A complete blood count may show a mild anemia (low red blood cell count), or mild elevation in eosinophils and lymphocytes (certain types of white blood cells).
A biochemical profile often reveals elevations in kidney function tests, serum potassium, and serum phosphorus. Usually sodium and chloride levels in the blood are low. Occasionally serum calcium is also elevated.
A fecal test is performed to rule out the presence of intestinal parasites.
Chest X-rays may show a small heart and small blood vessels leading to the heart if the animal is collapsed, dehydrated and in shock.
Abdominal X-rays help exclude a gastrointestinal foreign body or mass as the cause, and are often normal.
An abdominal ultrasound may be needed to rule out kidney disease, other urinary tract problems, and to assess the size of the adrenal glands.
An electrocardiogram (EKG) may be recommended, and may show an abnormally slow heart rhythm, which arises with severe hyperkalemia.
Measuring blood pressure may be considered in weak or collapsed animals.
An ACTH stimulation test is a blood test that measures adrenal gland function. This test is the best means of confirming the diagnosis. It is a timed test that your veterinarian can usually perform.
Your veterinarian may recommend additional tests to exclude or diagnose other conditions. Such tests are selected on a case-by-case basis. They include the measurement of certain other circulating hormones, such as the pituitary hormones, thyroid hormones, and parathyroid hormone.

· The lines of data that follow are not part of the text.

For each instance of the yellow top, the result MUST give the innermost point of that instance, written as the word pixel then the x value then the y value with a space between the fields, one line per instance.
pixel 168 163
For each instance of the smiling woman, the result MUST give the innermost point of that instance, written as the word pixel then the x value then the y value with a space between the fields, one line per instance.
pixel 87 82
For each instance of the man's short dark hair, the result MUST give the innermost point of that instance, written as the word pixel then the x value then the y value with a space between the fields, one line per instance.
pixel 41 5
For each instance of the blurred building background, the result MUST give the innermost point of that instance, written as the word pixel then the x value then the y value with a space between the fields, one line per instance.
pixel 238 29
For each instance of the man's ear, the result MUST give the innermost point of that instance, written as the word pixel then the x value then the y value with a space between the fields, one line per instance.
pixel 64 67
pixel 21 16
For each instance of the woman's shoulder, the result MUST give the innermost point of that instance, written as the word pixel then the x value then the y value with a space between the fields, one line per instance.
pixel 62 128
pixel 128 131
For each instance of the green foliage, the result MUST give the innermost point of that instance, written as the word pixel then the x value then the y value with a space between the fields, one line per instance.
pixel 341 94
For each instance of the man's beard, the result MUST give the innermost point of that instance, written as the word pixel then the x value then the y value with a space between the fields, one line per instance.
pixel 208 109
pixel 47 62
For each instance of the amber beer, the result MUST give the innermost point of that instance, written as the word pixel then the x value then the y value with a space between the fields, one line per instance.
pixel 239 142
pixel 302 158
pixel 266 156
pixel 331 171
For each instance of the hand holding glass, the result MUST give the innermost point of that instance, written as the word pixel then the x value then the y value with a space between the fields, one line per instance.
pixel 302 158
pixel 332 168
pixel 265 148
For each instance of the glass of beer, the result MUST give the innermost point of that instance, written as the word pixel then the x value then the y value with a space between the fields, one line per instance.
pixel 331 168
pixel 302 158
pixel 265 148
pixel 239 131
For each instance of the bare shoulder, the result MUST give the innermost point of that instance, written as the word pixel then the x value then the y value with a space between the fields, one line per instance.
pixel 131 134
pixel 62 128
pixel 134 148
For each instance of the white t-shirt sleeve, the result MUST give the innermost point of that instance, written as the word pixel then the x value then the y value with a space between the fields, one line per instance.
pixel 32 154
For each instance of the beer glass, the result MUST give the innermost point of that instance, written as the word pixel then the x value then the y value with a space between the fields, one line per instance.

Treatment of hypoadrenocorticism must be individualized for each patient. Treatment may necessitate immediate hospitalization in those cases of extreme weakness, collapse, or shock. However, in other cases, medical management can be instituted as an outpatient. Treatments may include:
Very aggressive therapy is indicated for those cases in shock, those with severe electrolyte abnormalities, abnormal kidney function tests, high calcium levels, low blood sugar, and abnormal heart rhythms.
Intravenous fluid therapy is very important, and often involves administration of a normal saline solution to bring sodium levels back up to normal, and to lower potassium levels.
Other therapy may also be needed to lower blood potassium.
Glucocorticoids (dexamethasone, prednisone, or methylprednisolone acetate) are indicated during treatment of an acute crisis state. Depending on the individual case, they may or may not be recommended for long-term therapy.
Mineralocorticoids are started in all cases of hypoadrenocorticism. They are available in either injectable (DOCP) or oral (Florinef®) forms, and are usually required for the lifetime of the cat. DOCP (desoxycorticosterone pivalate)
Percorten-V® is an injectable medication that is administered by your veterinarian every 3 – 4 weeks, with the exact interval being established by frequent blood test monitoring.
Florinef® (fludrocortisone acetate) is an oral medication administered once or twice daily. It is the more commonly used mineralocorticoid, although it requires excellent owner compliance and is quite costly.